Vivian Price, a former union electrician who teaches interdisciplinary studies at California State University-Dominguez Hills, credits the growing number of women in construction.
Kris Paap, a sociologist at the State University of New York Institute of Technology who worked three years as a carpenter's apprentice, offered another explanation. As women gained power, she said, their complaints gained weight.
Historically, construction workers were seen as "incredibly physical, sexual men," and catcalls were part of the mystique, Paap added. But there's been a shift: Being overtly masculine is no longer so powerful and catcalling is more frowned on.
Catcalling complaints are hardly winners in court, however.
"There is no legal definition for street harassment," said Gillian Thomas, senior staff attorney at Legal Momentum, a woman's rights organization headquartered in New York. "There are harassment statutes on the books but I am not aware of any statutes that deal with this kind of issue."
Greg Fisanich, 44, an assistant safety director for Miller & Long construction, knows catcalls are wrong but remembers them fondly.
"It was a fun thing, a celebration of youth," said Fisanich, who recalled his last catcall around 1986:
"I learned to say in Spanish 'flores de mi corazon,' which means flowers of my heart, and I yelled it to a girl.

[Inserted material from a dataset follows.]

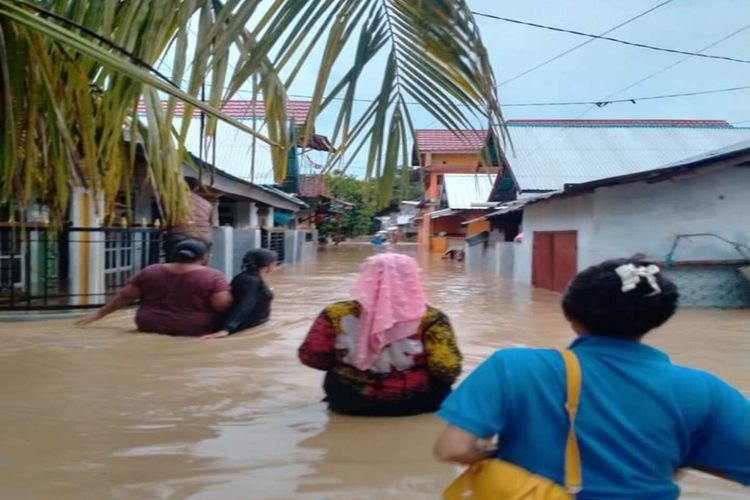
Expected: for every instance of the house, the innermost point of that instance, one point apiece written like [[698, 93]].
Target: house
[[545, 155], [322, 207], [94, 256], [402, 224], [548, 155], [439, 153], [690, 216], [463, 198], [242, 157]]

And she screamed back, 'F--- you gringo!' "
"We were at the forefront of construction guys catcalling women!" said Tony Powell, 52, a Miller & Long superintendent who's worked in construction for 30 years.
But that's passe, he said. "It is a matter of respect."
He learned this from experience the first time he took his wife to his job site 15 years ago. She was catcalled, and he was furious.
"Someone said she had a nice (derriere), and she didn't tell me that until we got home.
"If I'd known I would've fired the guy."